When Wolfgang Amadè Mozart needed a symphonic work to introduce in Vienna in 1782 on short notice, he wrote to his father in Salzburg, requesting that he send a serenade composed a few months earlier for a ceremony elevating his friend, Sigmund Haffner, to the nobility. When the score arrived in the post, Mozart was astonished at its quality, and didn’t recall a note of it, he had composed it in such haste. He had written the serenade for entertainment purposes, as background music. For the Viennese, he refashioned it as a symphony, making it both grander and more compact. He dropped two movements—an opening march and one of two minuets—and added flutes and clarinets. The opening gesture of the first movement, with its two-octave leap and athletic rhythm, sets the tone for the whole symphony, a work of great power and vigor. The second and third movements combine a constant pulsing vitality with Mozart’s most lyrical symphonic writing to date. The final movement, marked Presto, foreshadows the dazzling bustle of his overture to the Marriage of Figaro, composed four years later. When Mozart sent the original serenade to his father, he included an instruction that the finale should be played “as fast as possible.”

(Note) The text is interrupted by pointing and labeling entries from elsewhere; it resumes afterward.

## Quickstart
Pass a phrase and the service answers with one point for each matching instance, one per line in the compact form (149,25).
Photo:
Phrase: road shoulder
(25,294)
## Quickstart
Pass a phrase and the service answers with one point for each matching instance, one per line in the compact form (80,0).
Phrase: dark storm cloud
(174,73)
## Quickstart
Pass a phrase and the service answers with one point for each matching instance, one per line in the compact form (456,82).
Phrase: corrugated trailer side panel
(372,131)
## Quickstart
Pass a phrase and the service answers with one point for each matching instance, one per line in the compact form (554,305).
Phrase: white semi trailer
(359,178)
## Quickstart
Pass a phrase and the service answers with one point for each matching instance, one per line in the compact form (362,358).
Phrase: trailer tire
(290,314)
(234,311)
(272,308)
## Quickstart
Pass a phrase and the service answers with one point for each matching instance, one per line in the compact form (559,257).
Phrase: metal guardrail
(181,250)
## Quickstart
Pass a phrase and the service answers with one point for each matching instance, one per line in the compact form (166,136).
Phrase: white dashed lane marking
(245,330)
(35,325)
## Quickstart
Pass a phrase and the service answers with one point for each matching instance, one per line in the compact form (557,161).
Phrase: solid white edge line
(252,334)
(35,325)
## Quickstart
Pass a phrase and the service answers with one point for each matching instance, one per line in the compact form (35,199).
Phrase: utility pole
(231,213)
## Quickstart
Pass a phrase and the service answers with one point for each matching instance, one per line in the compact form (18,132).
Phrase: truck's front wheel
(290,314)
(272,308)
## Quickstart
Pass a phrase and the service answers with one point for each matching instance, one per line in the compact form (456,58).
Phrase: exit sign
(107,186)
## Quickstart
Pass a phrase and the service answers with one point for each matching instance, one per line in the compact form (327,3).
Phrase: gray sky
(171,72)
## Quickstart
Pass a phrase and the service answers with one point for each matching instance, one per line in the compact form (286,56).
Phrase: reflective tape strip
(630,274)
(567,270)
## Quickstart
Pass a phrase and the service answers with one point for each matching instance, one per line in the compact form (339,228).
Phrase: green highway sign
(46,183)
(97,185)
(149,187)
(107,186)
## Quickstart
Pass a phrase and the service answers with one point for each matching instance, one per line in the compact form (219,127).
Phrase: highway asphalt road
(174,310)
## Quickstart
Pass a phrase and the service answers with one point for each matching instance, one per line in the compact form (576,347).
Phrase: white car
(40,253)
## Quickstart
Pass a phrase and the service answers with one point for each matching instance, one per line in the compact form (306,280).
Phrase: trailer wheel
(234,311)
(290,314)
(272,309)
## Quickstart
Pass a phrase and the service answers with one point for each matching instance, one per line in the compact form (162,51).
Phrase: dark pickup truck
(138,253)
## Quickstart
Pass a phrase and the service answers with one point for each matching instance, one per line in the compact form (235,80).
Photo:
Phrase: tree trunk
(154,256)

Puerto Rican-born composer Roberto Sierra was elected to the American Academy of Arts and Letters in 2021. In 2017, he was awarded the Tomás Luis de Victoria Prize, the highest honor given in Spain to a composer of Spanish or Latin American origin. His works have been commissioned and performed by orchestras and ensembles all over the world, including the Boston Symphony, Philadelphia Orchestra, the New York Philharmonic, the Tonhalle Orchestra of Zurich, the St. Lawrence String Quartet, and many others. Guaracha is the fifth and final movement of his Serenata, a work blending elements of the 18th and 19th-century dance suite with Latin American rhythms and contemporary harmonies. The Guaracha dance originated in Cuba, but soon became popular in Puerto Rico, where it took on its own national style, always celebratory and playful. Sierra’s setting evokes childhood parties, with ebullient interactions occasionally disrupted by gleeful chaos.

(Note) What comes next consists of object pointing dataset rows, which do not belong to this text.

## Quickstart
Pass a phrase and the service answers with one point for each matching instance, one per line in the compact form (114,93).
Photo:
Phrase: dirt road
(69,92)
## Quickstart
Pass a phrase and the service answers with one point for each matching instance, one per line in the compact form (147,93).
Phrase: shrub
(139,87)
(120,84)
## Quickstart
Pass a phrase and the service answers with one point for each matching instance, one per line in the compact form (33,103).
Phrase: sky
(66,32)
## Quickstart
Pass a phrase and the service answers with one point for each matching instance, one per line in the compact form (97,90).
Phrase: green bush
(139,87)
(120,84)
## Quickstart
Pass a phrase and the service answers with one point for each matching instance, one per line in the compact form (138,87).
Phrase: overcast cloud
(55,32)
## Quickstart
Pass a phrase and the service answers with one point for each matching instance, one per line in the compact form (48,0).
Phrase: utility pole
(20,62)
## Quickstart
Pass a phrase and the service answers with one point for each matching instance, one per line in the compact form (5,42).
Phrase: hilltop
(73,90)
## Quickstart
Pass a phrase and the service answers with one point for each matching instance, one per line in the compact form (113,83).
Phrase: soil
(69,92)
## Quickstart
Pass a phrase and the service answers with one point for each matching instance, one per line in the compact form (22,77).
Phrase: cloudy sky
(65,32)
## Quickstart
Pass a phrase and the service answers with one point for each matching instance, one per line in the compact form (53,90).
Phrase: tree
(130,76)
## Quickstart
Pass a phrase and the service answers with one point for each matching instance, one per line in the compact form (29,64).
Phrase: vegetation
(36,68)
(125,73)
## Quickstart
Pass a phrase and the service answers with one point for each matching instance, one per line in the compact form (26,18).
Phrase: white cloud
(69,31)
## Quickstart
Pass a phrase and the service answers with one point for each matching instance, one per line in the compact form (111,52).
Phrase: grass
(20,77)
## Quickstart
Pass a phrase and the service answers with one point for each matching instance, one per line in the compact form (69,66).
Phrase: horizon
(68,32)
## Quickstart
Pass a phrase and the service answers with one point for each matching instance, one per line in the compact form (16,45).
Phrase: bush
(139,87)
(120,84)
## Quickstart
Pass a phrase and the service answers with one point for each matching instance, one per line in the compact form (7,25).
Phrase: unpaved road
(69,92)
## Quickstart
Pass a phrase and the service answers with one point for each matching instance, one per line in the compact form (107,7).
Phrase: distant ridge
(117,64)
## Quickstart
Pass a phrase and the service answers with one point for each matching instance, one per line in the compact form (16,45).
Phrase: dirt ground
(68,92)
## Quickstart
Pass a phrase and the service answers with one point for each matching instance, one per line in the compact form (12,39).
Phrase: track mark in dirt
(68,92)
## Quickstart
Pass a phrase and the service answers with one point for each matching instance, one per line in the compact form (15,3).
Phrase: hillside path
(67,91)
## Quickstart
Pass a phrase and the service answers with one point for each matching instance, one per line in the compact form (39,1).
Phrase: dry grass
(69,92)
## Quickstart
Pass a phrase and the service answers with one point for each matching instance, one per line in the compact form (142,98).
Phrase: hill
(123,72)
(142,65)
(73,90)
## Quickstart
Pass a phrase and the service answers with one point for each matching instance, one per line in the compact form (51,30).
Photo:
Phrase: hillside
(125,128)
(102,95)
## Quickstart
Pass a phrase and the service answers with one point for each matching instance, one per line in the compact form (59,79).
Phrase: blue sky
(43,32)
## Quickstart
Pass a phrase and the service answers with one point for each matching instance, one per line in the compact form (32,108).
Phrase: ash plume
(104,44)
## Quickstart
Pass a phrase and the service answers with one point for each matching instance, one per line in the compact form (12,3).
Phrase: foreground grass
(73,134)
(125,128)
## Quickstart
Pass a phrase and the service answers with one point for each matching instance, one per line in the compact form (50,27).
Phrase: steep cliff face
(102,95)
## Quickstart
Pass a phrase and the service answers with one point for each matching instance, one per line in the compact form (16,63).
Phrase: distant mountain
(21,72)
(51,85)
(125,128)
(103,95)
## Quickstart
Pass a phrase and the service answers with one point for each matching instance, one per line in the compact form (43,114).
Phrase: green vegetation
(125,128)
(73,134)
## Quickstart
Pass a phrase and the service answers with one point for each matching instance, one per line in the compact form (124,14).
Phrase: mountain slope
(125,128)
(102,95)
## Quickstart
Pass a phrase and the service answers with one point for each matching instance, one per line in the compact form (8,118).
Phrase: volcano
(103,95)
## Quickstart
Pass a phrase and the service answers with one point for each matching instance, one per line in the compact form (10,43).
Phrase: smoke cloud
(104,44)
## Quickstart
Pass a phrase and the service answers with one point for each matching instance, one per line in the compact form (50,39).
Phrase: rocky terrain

We are thrilled to collaborate for the first time with renowned Boston-based artist Zaira Meneses. Soloist, chamber musician, and prize winner in international competitions, she has become a favorite on international recital series and festivals. Ms. Meneses is a highly regarded pedagogue, serving on the faculty of the New England Conservatory of Music and at the Walnut Hill School. She is also co-founder of Boston GuitarFest, along with her spouse, and fellow classical guitarist, Eliot Fisk. Together they have recently established the Eliot Fisk Guitar Academy, which provides a cross-disciplinary musical education to students of all ages and backgrounds.

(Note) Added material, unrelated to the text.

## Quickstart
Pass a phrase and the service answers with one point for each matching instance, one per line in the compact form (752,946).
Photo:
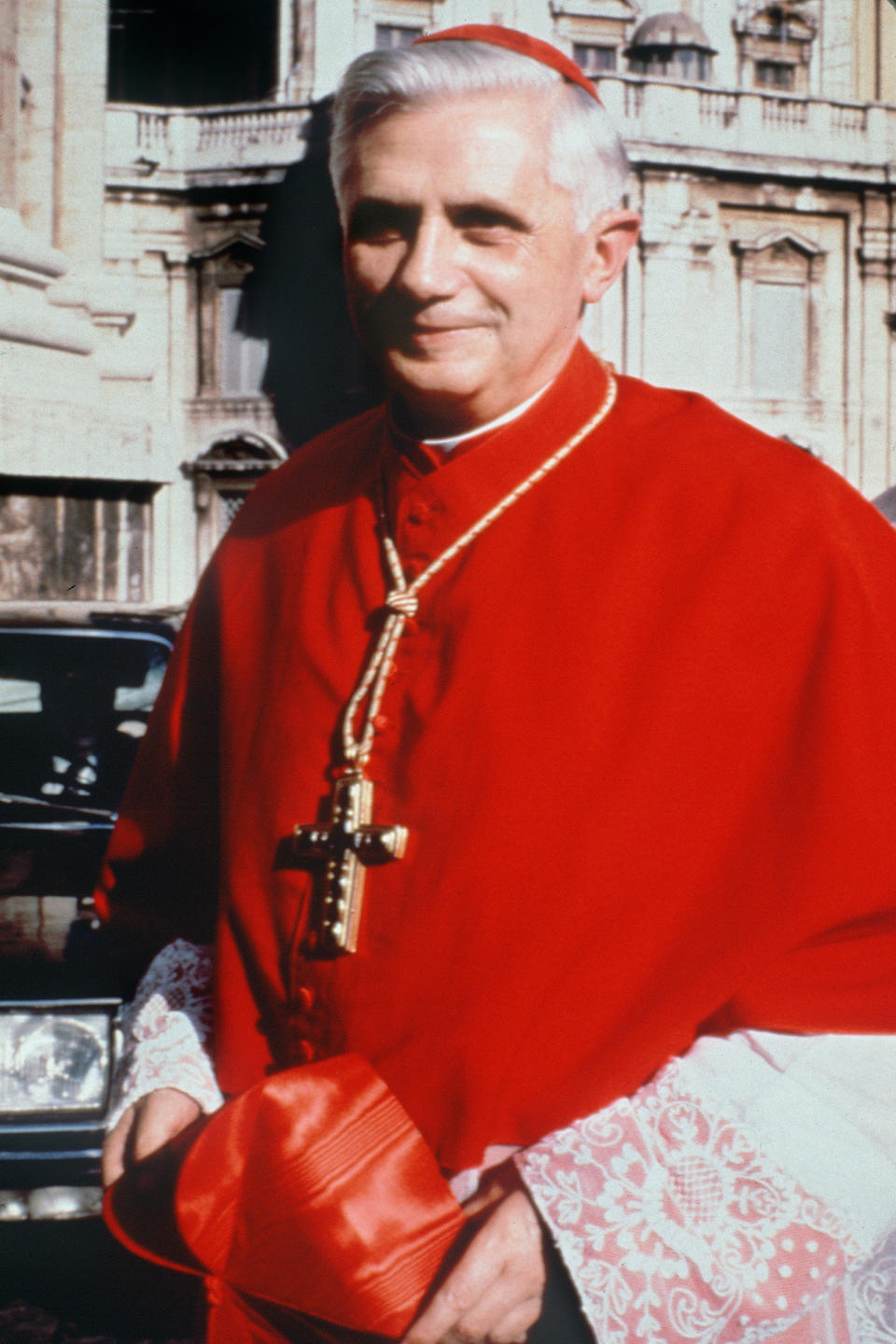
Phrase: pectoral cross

Spanish composer Joaquín Rodrigo was blinded by childhood diphtheria from the age of 3. He credited his lifelong love of music to that apparent misfortune. And his life was a long one; he lived to the age of ninety-eight. Along with his twentieth-century contemporaries Manuel de Falla, Isaac Albéniz, and Enrique Granados, Rodrigo developed a distinctly Spanish musical style, one influenced by his French musical education but rooted in traditions dating back centuries on the Iberian peninsula: Spanish folk music and dance, vocal stylings connected to North African traditions, and echoes of traditional flamenco art. Rodrigo composed the Concierto de Aranjuez in 1939, inspired by the beauty of the gardens at the Royal Palace of Aranjuez, originally built in the 16th century by Philip II. The composer described the work as evoking the gardens’ “fragrance of magnolias, the singing of birds, and the gushing of fountains.”